From the 1970s to the 1990s anyone who, like me, was interested in French women writers, feminist theory and Lacanian psychoanalysis couldn’t avoid Marguerite Duras. Lacan himself had said of Le Ravissement de Lol V. Stein that ‘Marguerite Duras turns out to know what I teach without me,’ and I remember dutifully trying to make sense of that novel within the Lacanian framework. I now realise that I was treating the text as an intellectual puzzle rather than as an expression of lived experience. Maybe that’s why it never occurred to me to try to read Duras for pleasure. Nevertheless, at the time, it felt impossible to be a feminist literary theorist without reading her, so I struggled on, making my way through the texts and watching the movies, without ever asking myself whether I actually liked her work.

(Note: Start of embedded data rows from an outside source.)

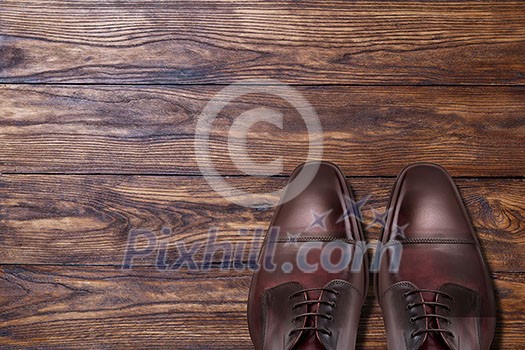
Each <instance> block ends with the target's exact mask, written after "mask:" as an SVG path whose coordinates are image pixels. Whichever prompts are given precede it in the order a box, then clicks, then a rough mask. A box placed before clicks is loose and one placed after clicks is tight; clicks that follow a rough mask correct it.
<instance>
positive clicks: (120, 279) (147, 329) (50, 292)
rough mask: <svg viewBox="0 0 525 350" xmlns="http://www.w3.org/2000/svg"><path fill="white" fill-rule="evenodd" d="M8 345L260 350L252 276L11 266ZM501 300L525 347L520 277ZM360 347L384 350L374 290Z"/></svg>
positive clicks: (505, 284) (5, 331) (361, 327)
mask: <svg viewBox="0 0 525 350" xmlns="http://www.w3.org/2000/svg"><path fill="white" fill-rule="evenodd" d="M1 272H2V274H3V278H2V279H1V280H0V288H2V290H3V291H4V293H3V294H2V295H1V296H0V302H2V305H3V307H2V309H1V311H0V316H1V317H4V318H5V319H7V321H4V322H2V326H3V327H2V338H1V339H2V344H3V345H4V346H9V348H12V349H24V348H28V347H31V348H33V347H35V348H76V349H86V348H89V349H120V348H132V349H143V348H146V347H148V348H155V349H173V348H176V349H188V350H189V349H232V348H235V349H252V346H251V342H250V339H249V335H248V329H247V325H246V300H247V295H248V288H249V283H250V278H251V274H249V273H246V272H234V271H223V272H221V271H213V272H212V273H183V272H158V271H156V270H155V269H154V268H153V269H152V268H136V269H134V270H132V271H122V270H121V269H119V268H116V267H107V266H106V267H104V266H100V267H95V266H87V267H86V266H80V267H79V266H77V267H73V266H67V267H66V266H64V267H56V266H52V267H50V266H25V265H18V266H4V267H3V268H1ZM494 282H495V286H496V288H497V290H498V295H499V298H500V302H499V303H500V306H499V307H500V308H501V310H503V311H502V312H501V314H500V315H499V317H500V318H499V323H498V327H497V331H496V339H495V344H496V345H497V346H498V348H502V349H521V348H523V347H524V346H525V340H524V339H523V336H522V327H523V318H522V314H521V312H520V310H521V306H520V301H522V300H523V298H524V297H525V280H524V279H523V276H522V275H520V274H499V273H496V274H494ZM364 310H365V311H364V317H363V318H362V319H361V324H360V329H361V332H360V334H361V335H360V336H359V339H358V346H359V348H363V349H384V348H385V341H384V340H385V333H384V328H383V321H382V318H381V313H380V308H379V306H377V301H376V300H375V297H374V296H373V293H372V292H370V293H369V297H368V299H367V302H366V303H365V306H364Z"/></svg>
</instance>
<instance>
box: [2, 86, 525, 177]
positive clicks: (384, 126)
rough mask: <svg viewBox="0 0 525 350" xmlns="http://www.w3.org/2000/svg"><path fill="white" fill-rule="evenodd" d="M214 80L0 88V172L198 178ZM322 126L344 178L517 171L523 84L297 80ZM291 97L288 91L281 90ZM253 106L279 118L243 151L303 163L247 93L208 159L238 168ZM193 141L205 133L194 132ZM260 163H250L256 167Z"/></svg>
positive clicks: (215, 137) (295, 128)
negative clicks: (166, 86)
mask: <svg viewBox="0 0 525 350" xmlns="http://www.w3.org/2000/svg"><path fill="white" fill-rule="evenodd" d="M220 89H221V87H213V86H188V87H154V86H150V87H124V86H119V87H113V86H110V87H103V86H95V87H78V86H69V87H49V86H45V87H34V86H13V85H6V86H3V87H1V88H0V136H1V137H0V145H1V149H2V154H1V156H0V172H2V173H13V172H24V173H28V172H29V173H31V172H38V173H116V174H118V173H134V174H144V173H148V174H159V173H162V174H166V173H169V174H200V171H201V170H202V171H203V172H205V173H206V172H208V170H207V169H199V167H198V166H197V162H196V159H195V153H194V138H195V129H196V122H197V119H198V117H199V115H200V114H201V112H202V111H203V109H204V108H205V106H206V104H207V103H208V101H209V100H210V99H212V97H213V96H215V94H216V93H218V92H219V90H220ZM299 91H300V92H301V93H302V94H303V95H304V96H305V98H306V99H307V100H309V101H310V102H311V104H312V105H313V107H314V108H315V109H316V110H317V112H318V115H319V119H320V122H321V125H322V128H323V131H324V135H323V136H324V153H323V158H324V159H325V160H330V161H333V162H335V163H336V164H338V165H339V166H340V167H341V168H342V170H343V171H344V172H345V174H346V175H367V176H395V175H396V174H397V173H398V172H399V170H400V169H401V168H402V167H403V166H404V165H405V164H408V163H412V162H416V161H432V162H436V163H439V164H441V165H443V166H445V167H446V168H447V169H448V170H449V171H450V172H451V173H452V174H453V175H455V176H523V175H525V124H524V123H525V88H523V87H515V88H509V87H484V88H483V89H479V88H463V87H301V88H300V89H299ZM285 97H289V96H285ZM257 107H265V108H271V109H274V110H275V111H277V112H280V113H282V115H283V129H279V128H278V127H276V126H273V125H271V124H269V123H258V124H256V126H254V127H252V128H251V129H250V132H249V134H248V139H247V140H248V142H247V151H248V154H249V156H248V157H245V156H242V155H241V152H240V151H241V149H240V146H239V144H238V143H233V144H231V146H230V150H231V153H232V154H234V155H235V157H236V161H237V163H240V164H242V165H243V166H246V167H248V168H249V169H251V170H253V169H254V168H253V166H250V165H249V164H248V161H249V160H250V159H252V160H253V161H254V162H256V163H257V164H264V163H266V162H269V161H271V160H272V159H277V158H282V159H283V167H284V169H283V173H285V174H289V173H290V172H291V171H292V170H293V168H294V167H295V166H296V165H297V164H299V163H300V162H302V161H304V160H305V159H306V158H307V149H308V137H307V132H306V127H305V125H304V123H303V121H302V119H301V117H300V115H299V114H298V112H297V111H296V110H294V109H293V107H292V106H291V105H290V104H289V103H288V102H286V101H284V100H283V99H281V98H278V97H275V96H271V95H268V94H250V95H246V96H244V97H240V98H238V99H235V100H234V101H233V103H231V104H230V105H228V106H227V107H226V108H225V110H224V111H223V112H222V113H220V114H219V116H218V118H217V120H216V122H215V123H214V125H213V132H212V134H211V136H210V154H211V157H212V161H213V164H214V166H215V167H216V168H217V170H218V171H219V172H220V173H221V174H230V175H234V174H243V173H244V172H243V171H241V170H239V169H238V167H237V166H236V165H234V163H233V162H232V160H231V158H230V153H229V152H228V147H229V146H228V134H229V130H230V129H231V126H232V123H234V121H236V120H238V118H239V116H240V115H241V114H242V113H244V112H246V111H248V110H252V109H254V108H257ZM198 135H199V137H200V136H202V135H201V134H200V133H198ZM266 168H267V167H265V166H263V165H259V166H258V169H256V170H259V171H262V170H264V169H266Z"/></svg>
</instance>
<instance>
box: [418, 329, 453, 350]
mask: <svg viewBox="0 0 525 350" xmlns="http://www.w3.org/2000/svg"><path fill="white" fill-rule="evenodd" d="M419 350H450V348H449V347H448V346H447V345H446V344H445V343H444V342H443V340H442V339H441V337H440V336H439V335H438V334H435V333H429V334H428V336H427V339H426V340H425V342H424V343H423V344H422V345H421V347H420V348H419Z"/></svg>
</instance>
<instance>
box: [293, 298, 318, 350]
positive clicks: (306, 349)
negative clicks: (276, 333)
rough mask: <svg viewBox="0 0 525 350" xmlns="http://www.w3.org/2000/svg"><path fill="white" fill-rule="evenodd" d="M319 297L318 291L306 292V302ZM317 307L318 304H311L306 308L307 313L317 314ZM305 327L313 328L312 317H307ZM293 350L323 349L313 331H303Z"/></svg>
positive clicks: (315, 332)
mask: <svg viewBox="0 0 525 350" xmlns="http://www.w3.org/2000/svg"><path fill="white" fill-rule="evenodd" d="M320 297H321V292H320V291H310V292H308V300H318V299H319V298H320ZM318 307H319V304H311V305H309V306H308V312H317V309H318ZM305 326H306V327H315V324H314V319H313V318H312V317H308V319H307V321H306V325H305ZM293 350H325V348H324V346H323V345H322V344H321V342H319V339H317V335H316V332H315V331H304V332H303V334H302V335H301V338H299V341H298V342H297V344H296V345H295V347H294V348H293Z"/></svg>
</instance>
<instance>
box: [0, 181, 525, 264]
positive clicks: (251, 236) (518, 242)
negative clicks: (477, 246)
mask: <svg viewBox="0 0 525 350" xmlns="http://www.w3.org/2000/svg"><path fill="white" fill-rule="evenodd" d="M229 181H230V183H231V184H232V185H233V186H234V187H235V188H238V189H242V190H244V191H249V192H253V193H269V192H273V191H275V190H278V189H279V188H281V187H283V186H284V185H285V184H286V181H287V179H286V178H246V177H237V178H232V179H229ZM348 182H349V184H350V186H351V187H352V188H353V189H354V192H355V194H356V198H358V199H360V198H364V197H366V196H368V195H370V196H371V198H370V200H369V202H368V203H367V204H366V205H365V207H364V215H365V219H366V221H365V226H368V225H369V224H371V222H372V214H373V211H372V210H377V211H384V210H385V206H386V205H387V200H388V195H389V192H390V188H391V186H392V184H393V182H394V179H381V178H350V179H349V180H348ZM457 184H458V186H459V188H460V190H461V192H462V195H463V198H464V200H465V202H466V204H467V206H468V209H469V211H470V214H471V216H472V218H473V222H474V225H475V227H476V229H477V231H478V235H479V237H480V238H481V241H482V244H483V247H484V249H485V252H486V255H487V258H488V260H489V263H490V266H491V268H492V270H493V271H513V272H523V271H525V263H524V256H523V252H524V251H525V236H524V235H523V231H524V223H525V220H524V212H525V207H524V203H523V198H525V193H524V190H525V187H524V186H523V181H522V180H510V179H507V180H505V179H478V180H457ZM0 188H1V192H0V196H1V198H0V203H1V206H0V219H1V220H0V241H1V249H0V263H3V264H6V263H10V264H19V263H25V264H112V265H120V264H121V263H122V262H123V259H124V256H125V248H126V244H127V241H128V234H129V232H130V230H132V229H144V230H150V231H151V232H153V234H154V235H155V236H154V237H153V238H155V239H157V243H159V242H164V243H166V244H167V259H166V261H167V263H168V265H173V263H174V262H175V261H176V260H177V258H178V257H179V253H180V251H179V247H178V246H177V244H182V242H184V244H185V245H186V248H187V249H190V248H191V246H192V245H193V244H199V245H204V244H205V243H206V242H207V241H208V240H210V236H209V234H208V232H209V230H210V228H216V229H217V230H218V233H217V242H220V243H224V242H230V243H231V244H232V246H234V247H235V246H236V245H237V244H238V243H241V242H244V243H245V244H246V248H245V251H244V254H242V258H241V259H239V261H244V262H246V261H247V260H248V258H249V257H248V256H249V251H250V248H251V247H252V246H254V247H255V248H257V249H256V250H257V251H258V247H257V245H258V244H260V243H261V241H262V236H257V235H256V233H255V230H256V229H257V228H262V229H266V227H267V225H268V223H269V221H270V218H271V216H272V214H273V210H272V209H250V208H244V207H241V206H238V205H234V204H231V203H229V202H228V201H227V200H226V199H224V198H222V197H221V196H220V195H218V194H217V193H216V192H214V191H213V190H211V189H210V188H209V187H208V185H207V184H206V182H205V181H204V179H203V178H200V177H180V176H176V177H171V176H164V177H158V176H80V175H79V176H74V175H73V176H58V175H57V176H47V175H3V176H1V177H0ZM261 199H262V200H263V202H262V204H265V203H266V204H268V203H276V202H277V200H278V198H277V197H276V196H275V195H263V194H261ZM163 227H165V228H169V229H170V230H171V233H169V234H168V235H166V236H165V237H164V236H162V235H161V229H162V228H163ZM242 228H245V229H247V230H248V233H245V234H240V233H239V230H240V229H242ZM379 230H380V227H379V225H378V224H375V225H373V226H372V227H370V228H369V229H368V230H367V234H366V236H367V238H368V239H369V240H374V239H377V237H378V233H379ZM132 241H133V242H135V243H136V244H137V246H138V247H141V248H145V247H146V246H147V243H148V241H147V239H146V238H145V237H144V236H142V235H139V236H138V238H137V239H136V240H135V239H134V240H132ZM253 242H255V243H253ZM150 245H151V246H152V247H153V246H154V245H155V244H154V242H153V241H152V243H150ZM255 248H254V249H255ZM157 253H158V250H153V251H152V252H151V254H149V255H147V256H145V257H142V258H137V259H135V260H133V262H134V263H135V264H138V265H148V266H154V264H155V261H156V257H157ZM203 253H204V246H201V247H199V248H198V251H197V252H196V254H195V260H196V261H198V262H202V259H203ZM214 258H215V259H214V261H216V262H220V261H222V256H221V255H220V254H219V253H218V254H216V256H215V257H214Z"/></svg>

But even in the heyday of French theory, her wartime novels were not part of the Duras canon. We didn’t discuss Les Impudents (1943) and La Vie tranquille (1944), which we thought of as hard to get hold of, even in French. Rumours circulated that Duras herself was preventing publishers from reprinting them. Given that Gallimard republished La Vie tranquille in 1972, and Les Impudents in 1992, this was clearly a myth. Yet I persisted for a long time in thinking of these books as somehow secret, potentially packed with suspect ideas. After all, Duras’s first publication had been L’Empire français, a 1940 propaganda booklet on the benefits of French imperialism, co-written with Philippe Roques, a colleague at the Ministry of the Colonies, where she had worked since earning her law degree in 1937. For a while she was seconded to write copy for an outfit called the Committee for Propaganda for the French Banana. In July 1942, she became the administrative secretary for the Book Organisation Committee, which allocated paper quotas to publishers. Run by the Vichy government, the committee was under the direct control of the German occupiers.
Duras’s shady political past fuelled my suspicion that the early novels must be full of embarrassing, even scandalous, material. But I still didn’t read them. Now I wonder why not. If I really thought shocking revelations were to be found in these novels, why didn’t I just get them out of the library? It was as if I preferred a certain vagueness to the reality of the texts. In any case, the fact that Duras and her husband, Robert Antelme, joined the Resistance in 1943, and that Antelme was arrested and deported to Buchenwald, made any worries about her early novels seem less pressing.
I now think that my own will to preserve the faint aura of mystery surrounding early Duras at the height of the vogue for ‘écriture féminine’ responded to something essential in her late life persona as the grande dame of French letters, namely her constant myth-making, her blending of truth and fiction. Although some of her novels look like autofiction, they aren’t concerned, as, for example, Knausgaard’s My Struggle is, with getting past the tired old moves of fiction-making literature to grasp reality. Nor do they, like Annie Ernaux’s novels, blend accurate historical and sociological analysis with searing descriptions of personal experience. In a novel such as L’Amant – The Lover – Duras’s struggle is quite the opposite, to mythologise herself, to turn herself into literature.